Mais sachant que la vie est un songe, que l’action est encore plus redoutable pour lui que pour les autres, puisqu’elle le retient dans le séjour de l’erreur, de la souffrance et de la mort, comment ne se détacherait-il pas de cette illusion (5), comment ne suivrait-il pas les préceptes sacrés, ceux qui le mettent à l’abri de la douleur et ceux qui mènent à la Délivrance (6) ? C’est pourquoi, aux paroles qu’il vient de prononcer, Sigismond s’empresse d’ajouter : «… Mais quoi, voilà que mes propres arguments se retournent contre moi ! Si c’est un songe, une vanité, irai-je perdre une gloire divine pour une vanité humaine ? Quoi, le bien passé n’est pas un songe ? Après avoir accompli de grands exploits, qui ne se dit en y songeant : tout cela n’était que rêvé. Si je suis désabusé, si je sais que mon désir est une belle flamme que réduit en cendres n’importe quel vent qui se lève, attachons-nous à l’éternel, la splendeur vivifiante où les félicités ne peuvent s’éteindre ni les grandeurs diminuer. Rosaura est sans honneur ; il convient à un prince de l’honorer et non de la déshonorer. Vive Dieu ! Je dois être le défenseur de son honneur plus encore que de ma couronne. Fuyons cette terrible tentation. Aux armes ! » (7)
C’est en effet celui qui entrevoit que la vie est un mirage qui obéira le mieux et le plus facilement aux Lois, car les notions de la Mâyâ et du dharma, la « Grande Illusion » et la conformité à l’ordre universel, loin de s’exclure, comme on le croit communément sont inséparables. Calderon l’avait très bien compris comme le montrent encore le début du monologue cité plus haut, ainsi que ces paroles de Clotalde qui le précèdent :
« … Comme nous parlions de cet aigle, tu t’es endormi et tu as rêvé que tu étais roi. Mais alors il eût été bien d’honorer en songe celui qui t’éleva avec tant de sollicitude. Même en songe, Sigismond, faire le bien ne se perd pas. »
Sigismond ( seul ) : c’est vrai.
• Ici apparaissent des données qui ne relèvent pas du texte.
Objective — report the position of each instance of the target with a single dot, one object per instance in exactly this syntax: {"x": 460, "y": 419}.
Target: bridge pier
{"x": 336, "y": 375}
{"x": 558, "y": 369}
Aussi réprimons cette condition bestiale, cette furie, cette ambition, si nous n’avons fait que rêver ; et c’est ce que nous ferons encore car nous sommes dans un monde tellement étrange que le seul fait de vivre est de rêver… » (8)
Ne peut-on pas dire après cela que le poète castillan a conçu son œuvre en se plaçant au point de vue de la « non-dualité », celui qui reconnaît que les autres points de vue sont légitimes à leur degré relatif et entièrement illusoires par rapport à la réalité absolue ? Et il n’est pas hasardeux de penser qu’il s’agit là d’un ordre de conceptions qui dépasse l’entendement des profanes ; leurs objections ne le prouvent que trop. Nous connaissons même universitaire qui n’est pas loin de se vanter de son incompréhension à ce sujet. Parlant de la Mâyâ et du dharma, M. Salomon Reinach dit textuellement ceci : Le Vêdânta, comme Kant, reconstruit en partie ce qu’il a détruit et ne néglige pas la morale ; l’âme a des devoirs envers elle-même et ces devoirs, il faut les remplir, au cours d’une existence illusoire, avec des actes des pensées qui, bien qu’illusoires, ont pourtant une réalité pratique. Comprenez-vous ? Moi pas. » (9)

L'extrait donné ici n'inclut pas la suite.